## Flowchart: Windfarm Database Processing Pipeline
### Overview
The image displays a three-stage flowchart illustrating a data processing pipeline for a windfarm database. The process transforms a raw database into a complemented, filtered database through sequential steps of preprocessing, data filling, and data filtering. The flow is indicated by solid arrows within each stage and dashed arrows connecting the stages.
### Components/Axes
The diagram is organized into three main colored rectangular containers, arranged horizontally from left to right:
1. **Preprocessing** (Light blue container, left)
2. **Data filling** (Light green container, center)
3. **Data filtering** (Light orange container, right)
**Input:** A rounded rectangle at the top-left labeled "Windfarm Database (raw)".
**Output:** A rounded rectangle at the bottom-right labeled "Windfarm Database (complemented)".
### Detailed Analysis
The pipeline consists of the following sequential steps:
**1. Preprocessing Stage (Blue Container)**
This stage contains five sequential processing steps, each in a white rounded rectangle, connected by downward-pointing solid arrows:
* Step 1: `extract relevant attributes`
* Step 2: `remove entries without any latitude and longitude`
* Step 3: `remove entries without any capacity value`
* Step 4: `assign each entry to a country`
* Step 5: `filter each entry by status "production"`
A dashed arrow exits the bottom of the Preprocessing container and points to the top of the Data filling container.
**2. Data Filling Stage (Green Container)**
This stage contains four sequential estimation steps, each in a white rounded rectangle, connected by downward-pointing solid arrows:
* Step 1: `estimate number of turbines`
* Step 2: `estimate rotor diameter`
* Step 3: `estimate hub height`
* Step 4: `estimate comissioning date` (Note: "comissioning" appears to be a misspelling of "commissioning").
A dashed arrow exits the bottom of the Data filling container and points to the top of the Data filtering container.
**3. Data Filtering Stage (Orange Container)**
This stage contains one processing step in a white rounded rectangle:
* Step: `remove locations with turbine capacities <1MW`
A solid arrow points downward from this step to the final output.
### Key Observations
* **Logical Flow:** The pipeline follows a clear, logical sequence: clean the raw data (Preprocessing), impute missing values (Data filling), and apply a final business rule filter (Data filtering).

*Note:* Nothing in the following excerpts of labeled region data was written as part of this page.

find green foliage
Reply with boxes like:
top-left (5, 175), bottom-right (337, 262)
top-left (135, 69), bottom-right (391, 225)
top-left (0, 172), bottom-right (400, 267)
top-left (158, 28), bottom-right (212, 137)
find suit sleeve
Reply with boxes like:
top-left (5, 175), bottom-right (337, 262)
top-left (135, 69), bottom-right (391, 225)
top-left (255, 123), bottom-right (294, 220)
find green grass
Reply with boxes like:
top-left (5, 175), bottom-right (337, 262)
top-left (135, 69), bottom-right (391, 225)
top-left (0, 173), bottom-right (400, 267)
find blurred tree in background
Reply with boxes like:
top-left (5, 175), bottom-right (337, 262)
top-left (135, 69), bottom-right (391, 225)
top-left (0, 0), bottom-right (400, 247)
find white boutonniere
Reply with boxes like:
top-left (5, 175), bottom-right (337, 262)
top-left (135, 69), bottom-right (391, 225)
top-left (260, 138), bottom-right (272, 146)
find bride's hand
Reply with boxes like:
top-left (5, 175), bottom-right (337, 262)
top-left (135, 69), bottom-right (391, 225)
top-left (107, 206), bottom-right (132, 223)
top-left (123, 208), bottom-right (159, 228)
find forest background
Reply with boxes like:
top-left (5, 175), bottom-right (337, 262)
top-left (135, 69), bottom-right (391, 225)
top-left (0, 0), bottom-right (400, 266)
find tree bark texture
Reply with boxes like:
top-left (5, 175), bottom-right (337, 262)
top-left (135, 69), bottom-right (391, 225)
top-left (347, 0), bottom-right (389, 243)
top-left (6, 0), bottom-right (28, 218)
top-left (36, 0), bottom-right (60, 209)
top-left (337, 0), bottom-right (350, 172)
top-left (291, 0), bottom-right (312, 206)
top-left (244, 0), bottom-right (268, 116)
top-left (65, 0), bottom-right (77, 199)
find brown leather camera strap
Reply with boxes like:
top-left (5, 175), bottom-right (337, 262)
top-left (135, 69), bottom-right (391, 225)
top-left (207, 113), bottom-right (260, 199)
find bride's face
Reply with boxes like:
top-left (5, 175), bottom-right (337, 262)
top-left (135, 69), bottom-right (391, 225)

* **Data Quality Focus:** The Preprocessing stage is heavily focused on data quality, removing entries lacking essential geospatial (lat/long) and technical (capacity) data, and filtering for operational ("production") assets.
* **Estimation Phase:** The Data filling stage is entirely dedicated to estimating missing technical specifications (turbine count, rotor diameter, hub height, commissioning date), suggesting the raw database is incomplete.
* **Final Filter:** The single step in Data filtering applies a capacity threshold (<1MW), which likely removes small-scale or experimental installations to focus the final dataset on utility-scale wind farms.
* **Visual Coding:** The use of distinct background colors (blue, green, orange) effectively segments the three major phases of the pipeline.
### Interpretation
This flowchart details a systematic data engineering process designed to create a clean, complete, and analysis-ready dataset of operational, utility-scale wind farms from a raw, likely messy, source database.
The process reveals several underlying assumptions and priorities:
1. **Geospatial and Capacity Data are Foundational:** Entries missing location or capacity are considered unusable and are discarded early.
2. **Country-Level Analysis is Important:** Assigning a country is a key preprocessing step, indicating the final dataset is intended for national or regional analysis.
3. **"Production" Status is Key:** The pipeline focuses exclusively on operational assets, excluding those in planning, construction, or decommissioning phases.
4. **Missing Data is Common but Estimable:** The dedicated "Data filling" stage implies that key technical parameters are frequently absent in the raw data but can be reasonably estimated, likely using industry averages or models based on other available attributes.
5. **Scale Matters:** The final filter removing sub-1MW locations defines the scope of the resulting database to commercial-scale wind power generation.
In essence, this pipeline transforms a raw inventory into a curated dataset suitable for technical, economic, or spatial analysis of the established wind energy sector, with a clear emphasis on data completeness and operational relevance.